“If I don’t like it, I don’t like it, that don’t mean that I’m hating.” – Common

I don’t even like the word. I also don’t use it in every day conversation.

My recent post, “An Open Letter to Tyler Perry,” has been quite the buzz for the past week. It has been reposted on various online publications and discussed on local radio stations (shoutout to 97.1 in Greensboro, NC for reading an excerpt on their program Sunday). Readers set the comments on fire with their agreements and disagreements with my position. Total strangers on Twitter and Facebook have hit me up with their thoughts, and my email hasn’t stopped buzzing since the day I posted the blog. In the majority of those emails both women and men have thanked me for writing the “truth” about TP’s depiction of black women.
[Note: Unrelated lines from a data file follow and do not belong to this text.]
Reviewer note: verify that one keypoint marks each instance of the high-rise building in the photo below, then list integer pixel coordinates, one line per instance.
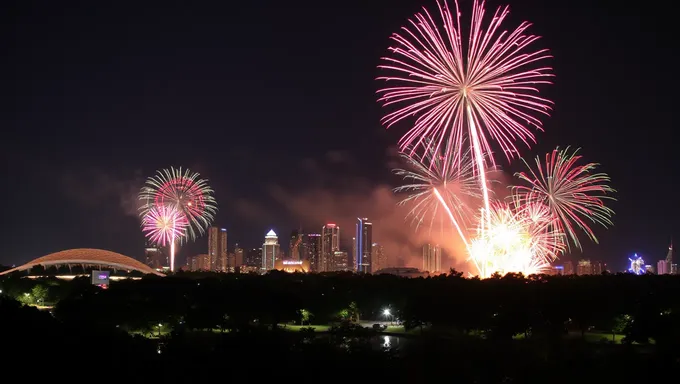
(597, 267)
(217, 249)
(364, 241)
(238, 256)
(379, 259)
(155, 258)
(584, 267)
(295, 248)
(340, 261)
(270, 251)
(199, 263)
(253, 258)
(432, 258)
(311, 250)
(672, 268)
(330, 243)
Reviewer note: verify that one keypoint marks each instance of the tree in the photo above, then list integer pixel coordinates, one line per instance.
(39, 294)
(305, 315)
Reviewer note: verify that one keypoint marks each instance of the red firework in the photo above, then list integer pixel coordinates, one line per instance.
(476, 92)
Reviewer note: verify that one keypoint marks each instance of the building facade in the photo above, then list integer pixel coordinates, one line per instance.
(340, 261)
(311, 250)
(155, 258)
(379, 258)
(270, 251)
(432, 258)
(363, 242)
(330, 243)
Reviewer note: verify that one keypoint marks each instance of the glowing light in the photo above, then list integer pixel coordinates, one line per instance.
(637, 265)
(465, 96)
(574, 193)
(184, 191)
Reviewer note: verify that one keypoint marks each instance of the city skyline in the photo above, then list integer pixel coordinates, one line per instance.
(70, 126)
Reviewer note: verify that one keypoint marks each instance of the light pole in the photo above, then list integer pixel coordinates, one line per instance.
(387, 313)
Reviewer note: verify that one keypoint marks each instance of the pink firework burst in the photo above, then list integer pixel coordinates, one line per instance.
(162, 224)
(572, 190)
(470, 89)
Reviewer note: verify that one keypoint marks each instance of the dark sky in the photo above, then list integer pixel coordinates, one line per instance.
(277, 98)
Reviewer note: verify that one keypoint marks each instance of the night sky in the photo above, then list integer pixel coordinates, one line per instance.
(274, 102)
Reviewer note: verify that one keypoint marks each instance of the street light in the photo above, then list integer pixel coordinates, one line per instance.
(387, 313)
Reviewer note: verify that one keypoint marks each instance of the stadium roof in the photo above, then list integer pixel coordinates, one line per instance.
(87, 256)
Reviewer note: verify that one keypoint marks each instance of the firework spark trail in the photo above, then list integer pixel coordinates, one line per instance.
(164, 224)
(456, 187)
(516, 238)
(186, 192)
(490, 83)
(573, 192)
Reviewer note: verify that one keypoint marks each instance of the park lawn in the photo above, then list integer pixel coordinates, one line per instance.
(296, 328)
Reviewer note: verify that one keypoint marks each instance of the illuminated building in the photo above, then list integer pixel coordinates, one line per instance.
(217, 249)
(155, 258)
(432, 258)
(403, 272)
(637, 265)
(598, 267)
(379, 260)
(87, 257)
(253, 258)
(330, 243)
(340, 261)
(362, 247)
(292, 266)
(311, 250)
(270, 251)
(199, 263)
(238, 256)
(295, 246)
(584, 267)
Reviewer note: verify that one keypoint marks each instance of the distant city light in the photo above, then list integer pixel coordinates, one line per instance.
(637, 265)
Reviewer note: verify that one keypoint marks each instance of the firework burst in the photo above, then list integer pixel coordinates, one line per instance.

What I found interesting was the number of people who expressed that in their attempts to have this same discussion in the past, they were immediately called “haters.” People accused them, just like some commenters accused me, of hating on Tyler Perry because we disapproved of the tropes he uses in his works.

Black people, this has to stop.

It has been nearly a decade since the term hater has been frequently used by the masses. Loosely translated, we consider someone a hater if they hate seeing someone do well or doing better than them. When hater became the latest pop culture catch phrase, rappers went in the studio to lay tracks about their haters. Pastors preached from the pulpit on Sunday morning about letting God take care of your haters. And folks couldn’t wait to tell you how many haters they had. “She’s just hatin’,” your bestie would say. Then they’d rattle off a laundry list of everything people were allegedly hating on: “She’s hating because her man wants me.” “He’s hating on me because he’s broke.” According to some, everyone was a hater. And everyone had haters.

Due to our history in this country black people have had an unspoken rule that we don’t air out our dirty laundry for white folks to see or hear. Any internal issues within the black community we must air them out behind closed doors so the white folks can’t look on and pass judgment. Doing otherwise would result in major backlash and could get you accused of being a traitor to the race. But the truth is that within the black community we’ve always had public disagreements. We’re not monolithic so everyone isn’t going to be on one accord.

Booker T. Washington and W.E.B. DuBois publicly disagreed. DuBois and Marcus Garvey had a major public beef. Malcolm X and Martin Luther King were heavily critical of one another’s ideologies. Despite what Alex Haley wrote in Malcolm X we learn in Dr. Manning Marable’s book that in actuality Malcolm X was never moving toward aligning his ideas with integration as inaccurate history will suggest. Langston Hughes was an extremely vocal critic of Zora Neale Hurston. Only during those times the Internet didn’t exist so one’s critique of another artist did not spread all over the world wide web. But the critiques still existed.

Clearly I don’t subscribe to the notion that blacks should not critique one another in the public sphere. Nor am I of the belief that because something is black it should automatically be supported (even though I try my hardest to support things that are black owned, black written, black produced, black art, etc., but if I don’t like it I don’t like it). We have to think beyond this philosophy that someone not being a fan of someone’s artistry means they’re hating. It’s illogical and an anti-intellectual lazy argument.

Critique and dislike of something does not equal “hating.” It really does us a disservice to continue thinking along these lines.

The other day I wrote about finishing Assata’s autobiography in two days. One of the passages that stuck with me was toward the end when she was describing joining the Black Panther Party. She went on to explain the party she fell in love with was no longer what she’d envisioned, which eventually led to her leaving the BPP. What struck me was her personal opinion of one of the major reasons she believes the BPP didn’t thrive beyond a certain point. She writes:

…That was one of the big problems in the Party. Criticism and self-criticism were not encouraged, and the little that was given often was not taken seriously. Constructive criticism and self-criticism are extremely important for any revolutionary organization. Without them, people tend to drown in their mistakes, not learn from them.

Preach Assata! Constructive criticism is necessary. We can still wish someone well while holding them accountable for what they produce for the masses. We can critique President Obama, but still vote for him in the upcoming election. We can gripe about how Al Sharpton and Jesse Jackson did not train up our generation to take their place while still giving them their due props for all they’ve done and continue to do in the black community. Or we can just plain ol’ critique folks without outlining anything good.

How one can come to the conclusion that myself or anyone else who doesn’t support what TP does as hating is beyond me. It’s the same argument I hear when I divulge that I am not a fan of Bey. Do I congratulate their success and the strides they’ve made as black people? Yes. But I don’t have to like it because the masses may. It’s not personal. True constructive criticism seldom is an attack on the actual person.

We absolutely have a right to question those things that we consume, what is constantly fed to us through the media and those things we support with our dollars. And we have the right to do so without being called haters. Just know, when you’re discussing a topic with someone who is expressing their distaste for whatever it is you’re discussing, and all you can come up with is, “You’re a hater,” well, let’s just say you lose all credibility. And people typically stop listening to you at that point.